3. Freely Add or Remove Servers

Servers crash. New capacity gets provisioned. The algorithm cannot assume a fixed cluster size. When a server goes down, requests that were going there must be rerouted automatically. When a new server is added, it should start absorbing load without manual reconfiguration.

4. Minimal Data Movement

When cluster topology changes, some data has to move. But the algorithm should keep that movement to the absolute minimum necessary - only move data that genuinely needs to move. A global reshuffle every time one server is added or removed is expensive and a window for data loss.

5. Deterministic Without Information Exchange

Given the same cluster state, the algorithm must always produce the same routing decision for a given user. And critically: if you have multiple Load Balancers, each must arrive at the same decision independently - without coordinating with the others.

This last requirement is the quiet killer for some otherwise-appealing approaches. Keeping distributed state in perfect sync is not just hard - as we will see when we get to the CAP theorem, it is mathematically impossible at low latency.

Round-Robin (Modulo Hashing)

The simplest approach: server = userId % n, where n is the number of active servers.

Plain text

userId=0 → 0 % 4 = 0 → Server A
userId=1 → 1 % 4 = 1 → Server B
userId=4 → 4 % 4 = 0 → Server A  (wraps around)

ExpandRound-Robin Routing: Modulo-based assignment

The pros are real: fast, equal distribution, and every Load Balancer independently arrives at the same answer. Three of the five requirements satisfied cleanly.

The fatal flaw: when n changes, everything reshuffles. If Server B crashes, n drops from 4 to 3. User 1 now maps to 1 % 3 = 1, which is Server C - but their data is still on Server B. User 4 maps to 4 % 3 = 1, also Server C, but its data is on Server A. Nearly every user gets reassigned, causing massive unnecessary data movement.

Round-robin only works when server count is fixed and never changes. Elasticsearch enforces a static shard count for exactly this reason. In a general-purpose system, server count is never fixed.

Bucketing

A variation: divide the user ID space into fixed-size ranges. With 400 users and 4 servers, Server A gets users 0-99, Server B gets 100-199, and so on.

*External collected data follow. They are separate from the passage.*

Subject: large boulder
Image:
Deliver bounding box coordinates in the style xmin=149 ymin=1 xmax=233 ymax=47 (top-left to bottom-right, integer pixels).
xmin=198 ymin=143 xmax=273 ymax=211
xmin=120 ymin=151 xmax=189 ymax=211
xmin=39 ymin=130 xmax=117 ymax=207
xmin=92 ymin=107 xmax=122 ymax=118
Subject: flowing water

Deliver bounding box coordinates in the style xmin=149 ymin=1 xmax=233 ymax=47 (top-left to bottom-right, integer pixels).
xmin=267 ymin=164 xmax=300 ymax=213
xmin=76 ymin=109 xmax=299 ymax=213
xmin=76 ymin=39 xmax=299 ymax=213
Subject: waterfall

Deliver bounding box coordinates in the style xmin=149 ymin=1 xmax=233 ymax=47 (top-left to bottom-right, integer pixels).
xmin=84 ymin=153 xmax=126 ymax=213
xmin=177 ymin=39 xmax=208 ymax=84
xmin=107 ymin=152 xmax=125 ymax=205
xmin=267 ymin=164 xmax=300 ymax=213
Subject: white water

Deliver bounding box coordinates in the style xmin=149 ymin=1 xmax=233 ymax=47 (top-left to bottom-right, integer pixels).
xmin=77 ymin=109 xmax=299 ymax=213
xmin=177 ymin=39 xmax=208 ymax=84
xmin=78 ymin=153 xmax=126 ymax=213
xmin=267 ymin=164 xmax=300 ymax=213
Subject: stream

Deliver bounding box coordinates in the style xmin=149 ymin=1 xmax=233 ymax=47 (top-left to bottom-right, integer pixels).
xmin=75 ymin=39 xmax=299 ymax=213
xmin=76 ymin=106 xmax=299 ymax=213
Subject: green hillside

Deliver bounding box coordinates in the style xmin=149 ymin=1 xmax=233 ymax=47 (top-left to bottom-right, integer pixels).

Same problem. Remove a server, the bucket boundaries shift, and almost everyone gets reassigned. The root cause is identical - any algorithm that uses n in the denominator will reshuffle the entire dataset when n changes.

Mapping Table

A hash map: { userId -> serverId }. When a server crashes, iterate the map, find all users assigned to that server, and reassign them. When a new server is added, pick a proportional set of users and migrate them over.

This is genuinely better. Only the affected users move - data movement is minimal.

Two problems remain:

Problem 1 - Table size: With 5 billion users at roughly 12 bytes per entry (8 bytes for user ID, 4 for server ID), the table is about 60 GB. Large, but manageable on modern hardware.

Problem 2 - Cross-LB synchronization: This is the killer. Multiple Load Balancers must all have identical versions of this table at all times. If two LBs diverge even briefly, they route the same user to different servers - and data scatters. The CAP theorem proves keeping distributed state perfectly in sync at low latency is mathematically impossible.

The mapping table satisfies four of the five requirements and fails catastrophically on the one that cannot be compromised.

ExpandRouting Algorithms Compared: Round-robin vs Mapping Table vs Consistent Hashing

None of the three satisfy all five requirements. This is exactly where consistent hashing enters the picture.

The Essentials

A routing algorithm must be fast, evenly distributing, flexible, minimal on data movement, and deterministic without shared state - these five requirements are not negotiable, and every naive approach fails at least one of them.
Round-robin breaks when n changes - modulo arithmetic causes nearly every user to be reassigned when a server is added or removed, making it unsuitable for dynamic clusters.
The mapping table fails on synchronization - it handles data movement well but requires all Load Balancers to share identical state, which the CAP theorem proves impossible at low latency.